1. Pengertian dan ruang lingkup HKDI

Hukum Dagang Internasional menurut Definisi Schmitthoff adalah sekumpulan aturan yang
mengatur hubungan-hubungan komersial yang sifatnya perdata. Aturan aturan hukum tersebut
mengatur transaksi-transaksi yang berbeda negara. Definisi di atas menunjukkan dengan jelas
bahwa aturan-aturan tersebut bersifat komersial. Schmitthoff menegaskan bahwa ruang
lingkup bidang hukum ini tidak termasuk hubungan- hubungan komersial internasional
dengan ciri hukum publik. Termasuk dalam bidang hukum publik ini, yakni aturan-aturan
yang mengatur tingkah laku atau perilaku negara-negara dalam mengatur perilaku
perdagangan yang memengaruhi wilayahnya.

Kontrak dagang sendiri merupakan perjanjian antara dua atau lebih pihak yang mempunyai
komersial tertentu Dimana ada unsur asing di dalamnya. Pihak dalam kontrak dagang
internasional harus subyek hukum yang punya kemampuan bertindak dihadapan hukum,
dalam penyusunannya tidak boleh bertentangan dengan hukum materil para pihak dan hukum
formil Dimana perjanjian tersebut ditandatangani dan berlaku.
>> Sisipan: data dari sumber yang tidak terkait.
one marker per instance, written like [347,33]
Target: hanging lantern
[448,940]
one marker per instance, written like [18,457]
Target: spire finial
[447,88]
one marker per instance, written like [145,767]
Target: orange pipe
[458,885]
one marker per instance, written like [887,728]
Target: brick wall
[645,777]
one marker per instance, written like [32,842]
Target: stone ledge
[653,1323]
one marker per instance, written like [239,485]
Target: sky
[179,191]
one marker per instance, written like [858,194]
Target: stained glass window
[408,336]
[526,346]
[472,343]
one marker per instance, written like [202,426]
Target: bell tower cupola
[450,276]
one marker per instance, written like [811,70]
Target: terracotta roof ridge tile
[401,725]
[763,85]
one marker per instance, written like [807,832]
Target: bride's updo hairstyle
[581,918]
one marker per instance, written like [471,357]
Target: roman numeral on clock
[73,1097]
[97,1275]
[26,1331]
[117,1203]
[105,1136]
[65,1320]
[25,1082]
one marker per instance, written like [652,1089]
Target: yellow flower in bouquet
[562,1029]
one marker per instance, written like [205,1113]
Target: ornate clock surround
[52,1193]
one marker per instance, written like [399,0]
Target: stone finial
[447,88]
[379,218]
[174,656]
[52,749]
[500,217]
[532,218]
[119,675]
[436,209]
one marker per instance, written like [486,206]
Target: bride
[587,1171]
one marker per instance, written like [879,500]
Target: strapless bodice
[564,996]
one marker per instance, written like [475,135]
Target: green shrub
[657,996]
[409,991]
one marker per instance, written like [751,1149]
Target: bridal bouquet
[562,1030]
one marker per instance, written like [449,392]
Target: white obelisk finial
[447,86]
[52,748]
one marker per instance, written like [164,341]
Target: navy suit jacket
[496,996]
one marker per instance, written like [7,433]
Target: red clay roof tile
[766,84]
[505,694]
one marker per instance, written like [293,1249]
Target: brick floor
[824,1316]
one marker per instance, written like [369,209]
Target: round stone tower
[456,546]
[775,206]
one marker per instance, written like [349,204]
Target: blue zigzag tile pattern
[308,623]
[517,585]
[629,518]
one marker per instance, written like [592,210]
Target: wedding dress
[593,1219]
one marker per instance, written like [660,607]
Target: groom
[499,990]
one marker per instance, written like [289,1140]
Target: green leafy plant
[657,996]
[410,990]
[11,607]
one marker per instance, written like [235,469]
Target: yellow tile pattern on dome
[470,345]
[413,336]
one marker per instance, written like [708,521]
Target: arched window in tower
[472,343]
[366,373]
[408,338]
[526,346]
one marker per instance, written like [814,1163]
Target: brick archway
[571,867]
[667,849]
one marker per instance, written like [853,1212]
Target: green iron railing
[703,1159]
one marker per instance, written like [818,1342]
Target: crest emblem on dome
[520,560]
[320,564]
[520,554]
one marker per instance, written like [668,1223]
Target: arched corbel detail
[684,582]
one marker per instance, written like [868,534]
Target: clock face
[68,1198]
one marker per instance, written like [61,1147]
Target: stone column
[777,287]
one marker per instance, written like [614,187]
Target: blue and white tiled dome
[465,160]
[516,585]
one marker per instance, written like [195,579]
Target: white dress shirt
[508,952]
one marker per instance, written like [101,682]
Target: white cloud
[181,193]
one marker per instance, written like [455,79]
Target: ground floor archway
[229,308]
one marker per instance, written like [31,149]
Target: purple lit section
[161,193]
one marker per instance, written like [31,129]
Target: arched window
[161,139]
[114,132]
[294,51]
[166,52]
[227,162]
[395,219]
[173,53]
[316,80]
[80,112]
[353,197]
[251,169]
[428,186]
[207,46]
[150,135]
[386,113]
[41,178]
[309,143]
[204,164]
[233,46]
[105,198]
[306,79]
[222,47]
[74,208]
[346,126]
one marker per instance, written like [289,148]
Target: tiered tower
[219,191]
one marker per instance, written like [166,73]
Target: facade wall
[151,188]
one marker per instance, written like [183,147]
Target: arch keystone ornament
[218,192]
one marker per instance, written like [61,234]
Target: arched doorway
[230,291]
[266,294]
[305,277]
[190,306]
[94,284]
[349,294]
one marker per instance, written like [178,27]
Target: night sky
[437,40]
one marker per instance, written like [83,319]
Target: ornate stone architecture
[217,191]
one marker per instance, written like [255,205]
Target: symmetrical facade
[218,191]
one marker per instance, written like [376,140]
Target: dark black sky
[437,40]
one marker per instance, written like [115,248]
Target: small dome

Secara teoritis, unsur asing
yang ada dalam suatu kontrak internasional adalah:
a.Kebangsaan yang berbeda;
b.Para pihak memiliki domisili hukum yang berbeda;
c.Hukum yang dipilih adalah hukum asing;
d.Pelaksanaan kontrak di luar negeri;
e.Penyelesaian sengketa kontrak di luar negeri;
f.Kontrak tersebut ditandatangani di luar negeri;
g.Obyek kontrak di luar negeri;
h.Bahasa yang digunakan dalam kontrak adalah bahasa asing;
i.Digunakannya mata uang asing dalam kontrak tersebut.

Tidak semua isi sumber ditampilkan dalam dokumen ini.